Contents
Add
dataset to the Dataset list
Initialise
app
The first time you open the app (.exe in in DichroIDP/DichroIDP folder) there will no datasets in the dataset list box.
1. Click on the + sign next to the list box.
2. On the dialog click 'browse'.
3. Navigate to the dataset folder (in the first DichroIDP folder).
4. Open the dataset folder and select IDP175, BUT DONT OPEN IT.
5. Click on 'select folder’ then click ‘Ok’.
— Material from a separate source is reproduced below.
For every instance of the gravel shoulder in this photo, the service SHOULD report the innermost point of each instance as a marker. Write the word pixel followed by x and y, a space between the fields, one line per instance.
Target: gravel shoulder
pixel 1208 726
It will now be in the list. Repeat the procedure to add the SP175
dataset to the list. Whichever dataset is showing in the list box is used for
the calculation
you only do this the first time you open the app unless you move it to another location
on your computer.
File types
1) DichroApp can read .gen files generated by CDtoolX and CDTool and two column text files where column x is the wavelength and column y holds CD data. The columns should be tab-delimited.
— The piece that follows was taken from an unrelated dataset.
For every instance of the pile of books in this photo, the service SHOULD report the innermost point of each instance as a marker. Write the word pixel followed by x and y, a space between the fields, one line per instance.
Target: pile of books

2) A spectrum should have a high wavelength of 240nm or above or it will not be accepted.
3) A spectrum should have a wavelength interval of 1 or 0.5 nm or it will not be accepted.
4) If the interval is 0.5 nm the high wavelength must be a whole number of it will not be accepted.
5) The lowest wavelength analysed is determined by the low wavelength of the dataset, the lowest wavelength of the query data or the lowest wavelength chosen by the user. For a good analysis 190 nm or below is recommended.
Analysing
a spectrum
1) Choose the file type by clicking the appropriate radio button next to the ‘Open spectrum’ button.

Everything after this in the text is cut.